Transfer Pricing - VAT implications: introduction
This guidance has been produced following the extension of transfer pricing rules to transactions on or after 01.04.2004, between UK businesses following Finance Act 2004 (Clause 30) and in particular, the amendment to ICTA 88 Sch 28AA (now at Part 4 TIOPA 10 with effect for accounting periods ended on or after 1 April 2010) and a new para 7A,(now at s196 TIOPA 10) which allows a balancing payment to be made following a transfer pricing adjustment for direct tax purposes.
Transfer Pricing is described in detail in the direct tax International Manual at INTM410500 and following sections. That guidance includes an introduction to the VAT and indirect tax implications of Transfer Pricing for direct tax staff at INT486010. It urges closer co-operation with indirect tax staff on this issue.
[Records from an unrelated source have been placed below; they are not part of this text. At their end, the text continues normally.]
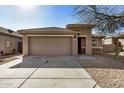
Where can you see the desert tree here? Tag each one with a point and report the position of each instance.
(108, 19)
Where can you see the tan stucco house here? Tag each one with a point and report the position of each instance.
(10, 41)
(49, 41)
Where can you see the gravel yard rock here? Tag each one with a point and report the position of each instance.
(107, 71)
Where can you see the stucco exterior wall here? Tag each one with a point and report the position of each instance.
(98, 49)
(13, 43)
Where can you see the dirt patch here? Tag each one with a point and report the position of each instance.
(107, 71)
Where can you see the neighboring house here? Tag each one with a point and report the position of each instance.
(10, 41)
(73, 40)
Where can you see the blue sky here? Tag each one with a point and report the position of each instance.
(21, 17)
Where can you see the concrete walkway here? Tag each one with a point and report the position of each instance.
(45, 72)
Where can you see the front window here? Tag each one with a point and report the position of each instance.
(7, 44)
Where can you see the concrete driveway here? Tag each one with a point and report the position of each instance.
(45, 72)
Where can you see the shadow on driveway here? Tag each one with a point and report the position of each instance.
(48, 62)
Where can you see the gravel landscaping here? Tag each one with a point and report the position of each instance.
(107, 71)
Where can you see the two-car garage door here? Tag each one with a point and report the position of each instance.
(50, 46)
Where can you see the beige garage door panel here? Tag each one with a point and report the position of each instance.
(50, 46)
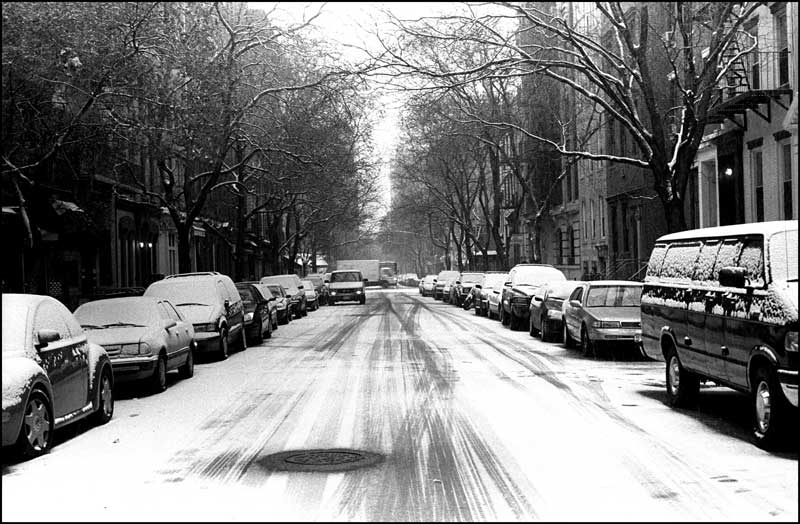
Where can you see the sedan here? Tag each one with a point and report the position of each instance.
(282, 304)
(258, 322)
(601, 312)
(42, 340)
(145, 337)
(545, 310)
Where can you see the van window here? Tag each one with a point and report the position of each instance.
(752, 260)
(727, 256)
(704, 266)
(656, 258)
(679, 261)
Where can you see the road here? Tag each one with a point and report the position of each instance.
(472, 421)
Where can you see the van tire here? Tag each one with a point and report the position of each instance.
(683, 386)
(770, 409)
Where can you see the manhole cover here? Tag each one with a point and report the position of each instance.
(320, 460)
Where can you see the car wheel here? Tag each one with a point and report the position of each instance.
(683, 386)
(568, 342)
(587, 346)
(187, 369)
(770, 409)
(105, 399)
(223, 351)
(36, 433)
(158, 382)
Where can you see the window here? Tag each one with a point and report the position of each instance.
(786, 157)
(757, 169)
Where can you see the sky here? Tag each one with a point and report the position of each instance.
(351, 24)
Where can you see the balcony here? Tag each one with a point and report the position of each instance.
(753, 80)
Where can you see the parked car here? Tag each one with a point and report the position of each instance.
(441, 279)
(523, 280)
(426, 285)
(601, 312)
(721, 304)
(463, 286)
(42, 339)
(318, 280)
(294, 289)
(546, 308)
(258, 323)
(211, 302)
(311, 295)
(347, 284)
(145, 337)
(490, 295)
(282, 303)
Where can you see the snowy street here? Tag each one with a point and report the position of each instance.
(472, 421)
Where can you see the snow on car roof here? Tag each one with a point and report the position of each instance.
(765, 228)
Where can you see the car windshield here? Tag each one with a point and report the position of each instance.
(113, 313)
(185, 291)
(475, 278)
(537, 275)
(783, 258)
(614, 296)
(347, 276)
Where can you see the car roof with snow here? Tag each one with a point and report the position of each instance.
(764, 228)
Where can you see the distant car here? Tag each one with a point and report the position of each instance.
(41, 341)
(426, 285)
(258, 323)
(145, 337)
(311, 295)
(294, 290)
(441, 280)
(282, 303)
(488, 299)
(603, 311)
(211, 302)
(523, 280)
(545, 310)
(463, 286)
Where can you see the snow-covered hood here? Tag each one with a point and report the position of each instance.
(121, 335)
(201, 314)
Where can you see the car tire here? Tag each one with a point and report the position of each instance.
(36, 434)
(105, 398)
(683, 386)
(158, 382)
(587, 346)
(770, 409)
(567, 339)
(223, 351)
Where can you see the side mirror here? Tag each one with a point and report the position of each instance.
(45, 336)
(732, 277)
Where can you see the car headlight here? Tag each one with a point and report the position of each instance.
(790, 341)
(205, 328)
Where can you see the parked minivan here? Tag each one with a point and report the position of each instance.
(211, 302)
(720, 304)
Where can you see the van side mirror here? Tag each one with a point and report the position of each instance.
(732, 277)
(45, 336)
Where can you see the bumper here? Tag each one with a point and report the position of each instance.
(133, 368)
(788, 381)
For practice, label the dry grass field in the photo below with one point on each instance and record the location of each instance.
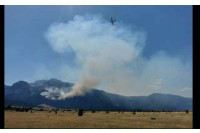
(101, 119)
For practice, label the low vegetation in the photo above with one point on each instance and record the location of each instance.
(100, 119)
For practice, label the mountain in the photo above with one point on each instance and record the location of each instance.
(31, 94)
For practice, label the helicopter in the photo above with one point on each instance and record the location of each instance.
(112, 21)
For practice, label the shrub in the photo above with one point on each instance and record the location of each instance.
(80, 112)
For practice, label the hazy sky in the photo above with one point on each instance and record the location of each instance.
(167, 52)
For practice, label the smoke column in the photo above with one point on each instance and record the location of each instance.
(103, 51)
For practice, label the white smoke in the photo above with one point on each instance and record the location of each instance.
(110, 57)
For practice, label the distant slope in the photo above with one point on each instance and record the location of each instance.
(28, 94)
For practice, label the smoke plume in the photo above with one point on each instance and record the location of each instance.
(110, 57)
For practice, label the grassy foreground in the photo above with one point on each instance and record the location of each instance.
(101, 119)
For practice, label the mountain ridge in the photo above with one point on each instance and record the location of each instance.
(29, 94)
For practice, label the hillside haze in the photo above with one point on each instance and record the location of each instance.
(29, 94)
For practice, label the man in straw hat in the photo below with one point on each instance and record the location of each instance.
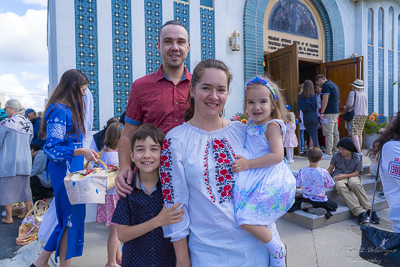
(357, 101)
(329, 114)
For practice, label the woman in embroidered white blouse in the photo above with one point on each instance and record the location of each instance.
(196, 170)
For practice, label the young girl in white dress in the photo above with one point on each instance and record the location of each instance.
(266, 190)
(106, 211)
(290, 139)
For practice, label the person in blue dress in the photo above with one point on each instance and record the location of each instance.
(64, 129)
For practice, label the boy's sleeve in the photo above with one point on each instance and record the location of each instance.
(174, 185)
(328, 181)
(122, 213)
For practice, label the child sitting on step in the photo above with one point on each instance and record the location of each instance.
(313, 181)
(345, 168)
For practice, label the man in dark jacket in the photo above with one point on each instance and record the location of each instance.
(37, 137)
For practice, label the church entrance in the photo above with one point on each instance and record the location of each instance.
(289, 70)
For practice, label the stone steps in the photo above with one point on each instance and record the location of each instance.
(312, 221)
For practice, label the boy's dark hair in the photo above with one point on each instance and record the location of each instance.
(35, 147)
(314, 154)
(146, 130)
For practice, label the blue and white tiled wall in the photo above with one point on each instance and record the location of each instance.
(122, 53)
(381, 88)
(87, 49)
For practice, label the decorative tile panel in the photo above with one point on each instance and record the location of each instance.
(181, 13)
(153, 23)
(122, 54)
(371, 79)
(87, 49)
(381, 88)
(207, 33)
(390, 82)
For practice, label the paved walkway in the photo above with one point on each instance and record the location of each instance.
(332, 245)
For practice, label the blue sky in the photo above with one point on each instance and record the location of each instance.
(23, 52)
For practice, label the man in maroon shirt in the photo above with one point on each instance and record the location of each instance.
(158, 98)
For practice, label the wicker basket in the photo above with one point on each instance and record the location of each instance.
(18, 209)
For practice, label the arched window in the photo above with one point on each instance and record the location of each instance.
(293, 17)
(370, 26)
(391, 21)
(380, 27)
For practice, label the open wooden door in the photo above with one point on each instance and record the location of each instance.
(283, 66)
(343, 73)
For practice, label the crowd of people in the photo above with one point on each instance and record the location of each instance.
(197, 189)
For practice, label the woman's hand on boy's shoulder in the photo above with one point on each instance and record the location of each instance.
(121, 185)
(170, 216)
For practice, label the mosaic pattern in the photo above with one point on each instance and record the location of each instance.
(181, 12)
(293, 17)
(207, 33)
(371, 79)
(86, 49)
(390, 82)
(381, 73)
(122, 54)
(153, 22)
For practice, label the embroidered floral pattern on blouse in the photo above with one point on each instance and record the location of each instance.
(223, 168)
(206, 173)
(165, 172)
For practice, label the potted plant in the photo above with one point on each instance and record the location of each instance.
(372, 125)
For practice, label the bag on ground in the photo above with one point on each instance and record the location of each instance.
(48, 224)
(29, 228)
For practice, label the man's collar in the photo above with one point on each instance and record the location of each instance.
(160, 74)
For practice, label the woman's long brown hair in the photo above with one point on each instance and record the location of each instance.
(68, 92)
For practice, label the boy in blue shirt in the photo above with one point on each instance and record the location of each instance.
(141, 214)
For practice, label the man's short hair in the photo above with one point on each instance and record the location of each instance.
(314, 154)
(172, 22)
(320, 76)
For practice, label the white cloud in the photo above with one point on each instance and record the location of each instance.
(23, 38)
(11, 86)
(42, 3)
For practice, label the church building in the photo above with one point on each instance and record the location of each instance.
(114, 42)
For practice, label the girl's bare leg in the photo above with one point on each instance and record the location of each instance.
(43, 259)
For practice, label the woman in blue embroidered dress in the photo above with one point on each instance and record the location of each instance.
(63, 128)
(265, 186)
(196, 170)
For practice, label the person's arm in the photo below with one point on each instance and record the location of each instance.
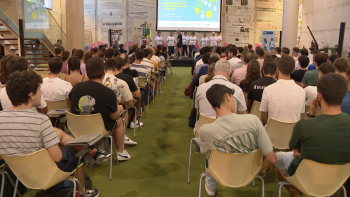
(55, 153)
(269, 162)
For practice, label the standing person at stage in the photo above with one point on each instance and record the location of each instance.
(159, 39)
(219, 39)
(204, 41)
(192, 42)
(213, 40)
(171, 43)
(185, 39)
(179, 44)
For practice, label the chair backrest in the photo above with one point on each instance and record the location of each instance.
(234, 169)
(36, 170)
(255, 109)
(85, 124)
(202, 121)
(279, 133)
(317, 179)
(57, 105)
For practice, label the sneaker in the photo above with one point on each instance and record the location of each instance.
(210, 193)
(100, 156)
(123, 156)
(133, 125)
(128, 141)
(92, 193)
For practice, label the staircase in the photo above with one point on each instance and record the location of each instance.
(38, 49)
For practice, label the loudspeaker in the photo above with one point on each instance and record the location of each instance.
(341, 38)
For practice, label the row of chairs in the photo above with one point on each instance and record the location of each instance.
(45, 174)
(309, 178)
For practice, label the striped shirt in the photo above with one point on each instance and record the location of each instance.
(141, 70)
(23, 132)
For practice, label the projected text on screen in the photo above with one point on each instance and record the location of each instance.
(196, 15)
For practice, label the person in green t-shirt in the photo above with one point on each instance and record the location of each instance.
(325, 138)
(232, 133)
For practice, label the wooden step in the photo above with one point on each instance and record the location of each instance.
(38, 54)
(39, 58)
(8, 38)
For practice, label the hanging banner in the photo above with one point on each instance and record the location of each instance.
(268, 40)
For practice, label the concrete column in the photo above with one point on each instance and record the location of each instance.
(75, 24)
(290, 23)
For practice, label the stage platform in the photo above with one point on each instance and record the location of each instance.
(184, 62)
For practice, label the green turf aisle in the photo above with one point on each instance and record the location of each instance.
(158, 164)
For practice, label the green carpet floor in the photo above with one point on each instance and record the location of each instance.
(158, 164)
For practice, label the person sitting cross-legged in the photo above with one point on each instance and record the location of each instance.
(24, 132)
(234, 133)
(99, 99)
(283, 100)
(323, 139)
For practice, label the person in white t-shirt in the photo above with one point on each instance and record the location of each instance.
(185, 40)
(213, 40)
(53, 88)
(159, 39)
(12, 64)
(219, 39)
(192, 43)
(171, 43)
(283, 100)
(204, 41)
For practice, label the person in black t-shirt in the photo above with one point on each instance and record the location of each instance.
(135, 89)
(257, 87)
(298, 75)
(179, 43)
(126, 67)
(91, 97)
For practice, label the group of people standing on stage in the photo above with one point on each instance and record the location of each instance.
(184, 44)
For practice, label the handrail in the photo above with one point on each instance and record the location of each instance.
(57, 23)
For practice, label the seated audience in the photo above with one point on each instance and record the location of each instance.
(53, 88)
(205, 60)
(204, 70)
(341, 65)
(323, 139)
(109, 54)
(34, 131)
(126, 67)
(253, 74)
(209, 76)
(16, 64)
(333, 57)
(295, 53)
(229, 129)
(283, 100)
(65, 57)
(134, 89)
(311, 91)
(304, 52)
(257, 87)
(303, 62)
(91, 97)
(75, 77)
(121, 49)
(345, 106)
(120, 88)
(232, 57)
(142, 70)
(221, 76)
(239, 74)
(310, 78)
(261, 55)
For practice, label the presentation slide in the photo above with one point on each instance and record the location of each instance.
(189, 15)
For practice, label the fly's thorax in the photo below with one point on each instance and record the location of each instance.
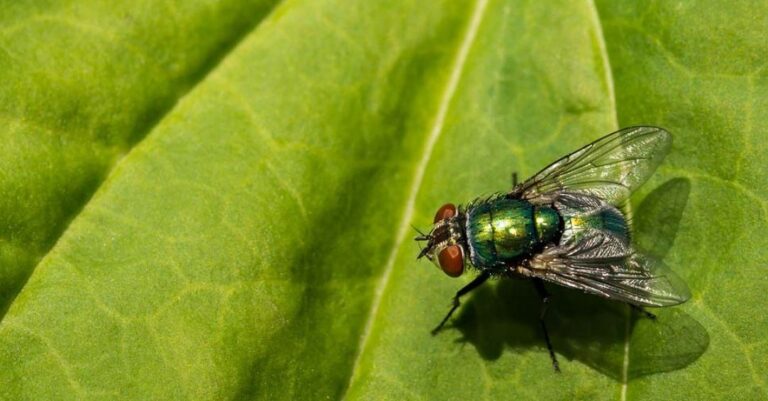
(548, 223)
(501, 231)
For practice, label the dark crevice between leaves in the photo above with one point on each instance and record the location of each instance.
(144, 126)
(587, 328)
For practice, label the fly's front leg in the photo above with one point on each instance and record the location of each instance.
(544, 304)
(456, 303)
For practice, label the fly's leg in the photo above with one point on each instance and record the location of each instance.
(463, 291)
(544, 304)
(642, 311)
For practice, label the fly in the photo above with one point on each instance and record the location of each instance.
(562, 226)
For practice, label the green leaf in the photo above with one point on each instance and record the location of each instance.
(83, 81)
(257, 243)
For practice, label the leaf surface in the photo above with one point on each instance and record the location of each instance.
(257, 243)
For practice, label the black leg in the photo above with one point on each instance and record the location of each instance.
(544, 304)
(463, 291)
(644, 312)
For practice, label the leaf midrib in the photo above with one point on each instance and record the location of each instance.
(456, 70)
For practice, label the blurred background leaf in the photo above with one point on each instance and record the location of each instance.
(254, 242)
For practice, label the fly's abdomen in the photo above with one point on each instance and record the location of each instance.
(504, 230)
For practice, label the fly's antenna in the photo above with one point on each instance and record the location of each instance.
(422, 236)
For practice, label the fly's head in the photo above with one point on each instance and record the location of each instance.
(444, 242)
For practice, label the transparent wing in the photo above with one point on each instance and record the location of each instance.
(604, 265)
(609, 168)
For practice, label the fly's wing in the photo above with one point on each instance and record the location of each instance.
(609, 168)
(605, 265)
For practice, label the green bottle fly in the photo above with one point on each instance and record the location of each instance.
(562, 226)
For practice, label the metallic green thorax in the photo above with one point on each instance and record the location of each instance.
(501, 231)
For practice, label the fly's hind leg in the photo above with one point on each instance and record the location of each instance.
(463, 291)
(641, 310)
(544, 304)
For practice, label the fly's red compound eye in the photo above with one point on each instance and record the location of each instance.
(451, 260)
(446, 211)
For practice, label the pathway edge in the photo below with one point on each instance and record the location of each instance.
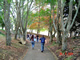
(52, 53)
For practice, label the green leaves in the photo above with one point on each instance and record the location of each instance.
(52, 2)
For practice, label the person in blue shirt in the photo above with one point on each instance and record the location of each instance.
(42, 43)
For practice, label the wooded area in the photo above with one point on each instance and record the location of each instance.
(59, 17)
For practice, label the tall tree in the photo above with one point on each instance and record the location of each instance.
(6, 10)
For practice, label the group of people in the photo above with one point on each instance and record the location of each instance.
(34, 38)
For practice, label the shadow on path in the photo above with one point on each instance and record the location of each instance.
(36, 54)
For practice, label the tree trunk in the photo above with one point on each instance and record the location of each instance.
(16, 32)
(6, 10)
(24, 35)
(64, 42)
(8, 36)
(51, 38)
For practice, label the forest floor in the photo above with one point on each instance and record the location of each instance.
(13, 52)
(72, 52)
(17, 50)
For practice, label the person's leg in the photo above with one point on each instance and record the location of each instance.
(41, 47)
(32, 45)
(37, 39)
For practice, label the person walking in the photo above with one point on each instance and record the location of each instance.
(37, 38)
(32, 41)
(42, 43)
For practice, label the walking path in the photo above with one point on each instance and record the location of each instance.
(36, 54)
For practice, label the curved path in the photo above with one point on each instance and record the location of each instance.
(36, 54)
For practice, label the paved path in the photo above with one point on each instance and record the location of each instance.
(36, 54)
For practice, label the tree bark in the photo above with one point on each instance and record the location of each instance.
(24, 35)
(6, 10)
(64, 41)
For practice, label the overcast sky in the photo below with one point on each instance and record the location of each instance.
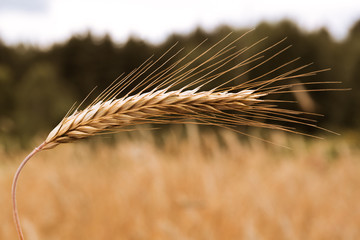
(46, 21)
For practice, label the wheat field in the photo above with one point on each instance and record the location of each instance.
(192, 185)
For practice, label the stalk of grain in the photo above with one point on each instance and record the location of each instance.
(163, 94)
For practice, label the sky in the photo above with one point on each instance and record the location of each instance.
(43, 22)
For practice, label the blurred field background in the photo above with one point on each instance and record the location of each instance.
(187, 184)
(181, 182)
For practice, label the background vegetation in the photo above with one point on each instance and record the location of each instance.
(38, 86)
(178, 183)
(198, 186)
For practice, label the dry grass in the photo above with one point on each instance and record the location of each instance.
(204, 86)
(188, 188)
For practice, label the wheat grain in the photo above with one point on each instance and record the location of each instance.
(198, 88)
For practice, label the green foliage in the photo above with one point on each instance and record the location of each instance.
(38, 86)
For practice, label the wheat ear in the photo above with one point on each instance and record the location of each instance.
(197, 88)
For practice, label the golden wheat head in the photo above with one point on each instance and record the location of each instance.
(203, 86)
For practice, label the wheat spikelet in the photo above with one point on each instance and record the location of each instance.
(196, 88)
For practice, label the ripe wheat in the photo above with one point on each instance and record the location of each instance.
(200, 87)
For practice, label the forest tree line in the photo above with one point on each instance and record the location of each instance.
(38, 86)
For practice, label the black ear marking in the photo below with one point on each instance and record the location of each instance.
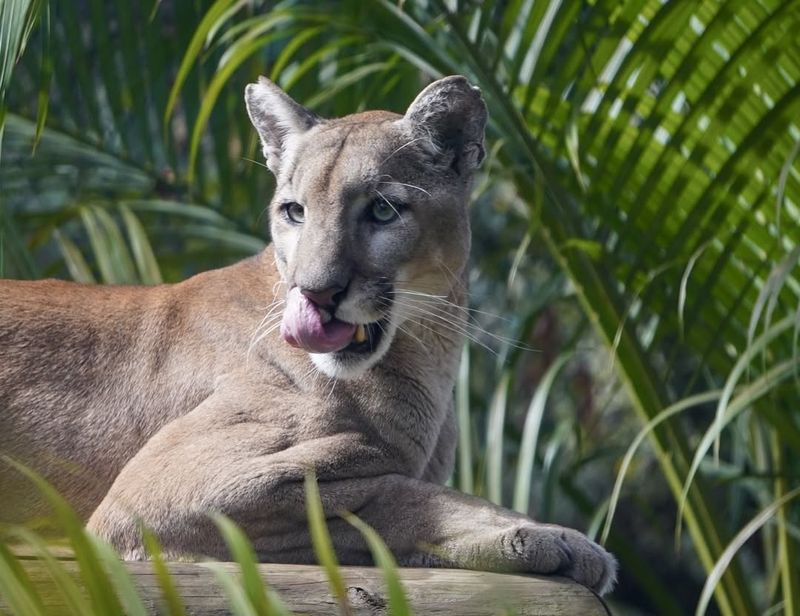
(277, 118)
(451, 115)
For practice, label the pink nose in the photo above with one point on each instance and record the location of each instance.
(326, 297)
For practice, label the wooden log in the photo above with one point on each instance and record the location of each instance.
(305, 590)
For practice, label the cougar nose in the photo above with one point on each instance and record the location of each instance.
(325, 298)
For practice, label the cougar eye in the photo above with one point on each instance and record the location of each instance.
(295, 212)
(383, 212)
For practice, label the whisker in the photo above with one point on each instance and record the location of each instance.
(419, 188)
(443, 299)
(389, 203)
(405, 145)
(466, 328)
(255, 162)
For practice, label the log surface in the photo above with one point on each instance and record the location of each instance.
(305, 590)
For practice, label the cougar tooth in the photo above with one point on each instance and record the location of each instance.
(360, 335)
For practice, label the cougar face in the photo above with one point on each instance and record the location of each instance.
(369, 211)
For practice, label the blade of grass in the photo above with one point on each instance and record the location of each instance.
(172, 599)
(94, 578)
(258, 593)
(76, 264)
(465, 480)
(530, 434)
(397, 601)
(758, 388)
(70, 591)
(736, 543)
(494, 439)
(668, 412)
(238, 601)
(321, 541)
(146, 262)
(16, 587)
(121, 578)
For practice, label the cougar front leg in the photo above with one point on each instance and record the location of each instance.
(431, 525)
(424, 524)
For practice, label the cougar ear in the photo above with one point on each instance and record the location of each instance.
(450, 117)
(277, 118)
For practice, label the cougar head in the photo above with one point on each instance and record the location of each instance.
(367, 208)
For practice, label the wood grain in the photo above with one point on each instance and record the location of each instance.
(305, 590)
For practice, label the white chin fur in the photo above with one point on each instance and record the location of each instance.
(354, 366)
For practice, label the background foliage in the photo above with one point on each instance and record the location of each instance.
(636, 222)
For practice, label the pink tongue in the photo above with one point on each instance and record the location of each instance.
(302, 326)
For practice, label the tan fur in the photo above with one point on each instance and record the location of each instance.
(162, 404)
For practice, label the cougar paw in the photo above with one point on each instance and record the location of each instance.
(539, 548)
(590, 564)
(534, 549)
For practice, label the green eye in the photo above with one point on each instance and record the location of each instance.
(295, 212)
(384, 212)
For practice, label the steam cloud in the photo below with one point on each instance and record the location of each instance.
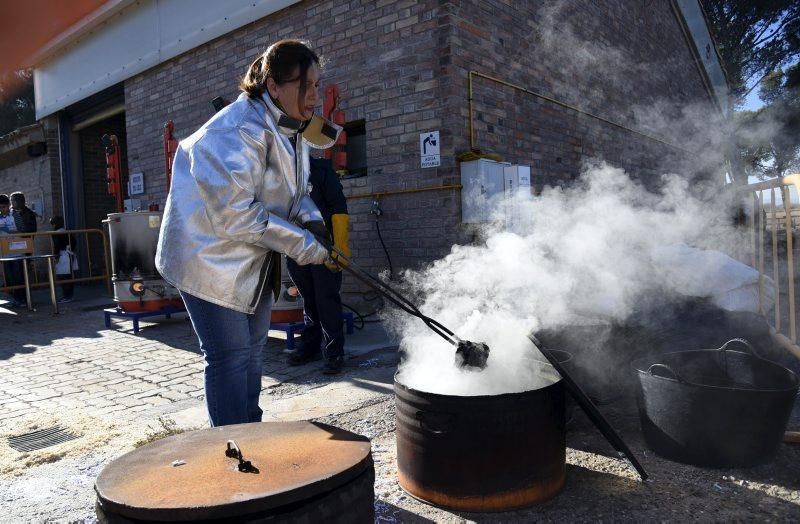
(587, 252)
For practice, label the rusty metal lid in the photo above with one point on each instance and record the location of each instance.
(189, 476)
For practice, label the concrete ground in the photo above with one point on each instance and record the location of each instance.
(115, 389)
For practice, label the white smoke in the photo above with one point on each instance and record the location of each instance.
(583, 252)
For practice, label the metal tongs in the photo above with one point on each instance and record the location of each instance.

The ICTA 88 Sch 28AA legislation (now at Part 4 TIOPA 10) applies to accounting periods ending on or after 01.07.1999. Before this date similar, but slightly different legislation applied. The Sch 28AA legislation originally applied only to transactions between a UK and an overseas entity, UK to UK transactions being exempted. However the Finance Act 2004 ended the exemption. It follows that UK-to-UK transactions were then included in Sch 28AA provisions in respect of calculating CT due on profits arising on or after 01.04.2004.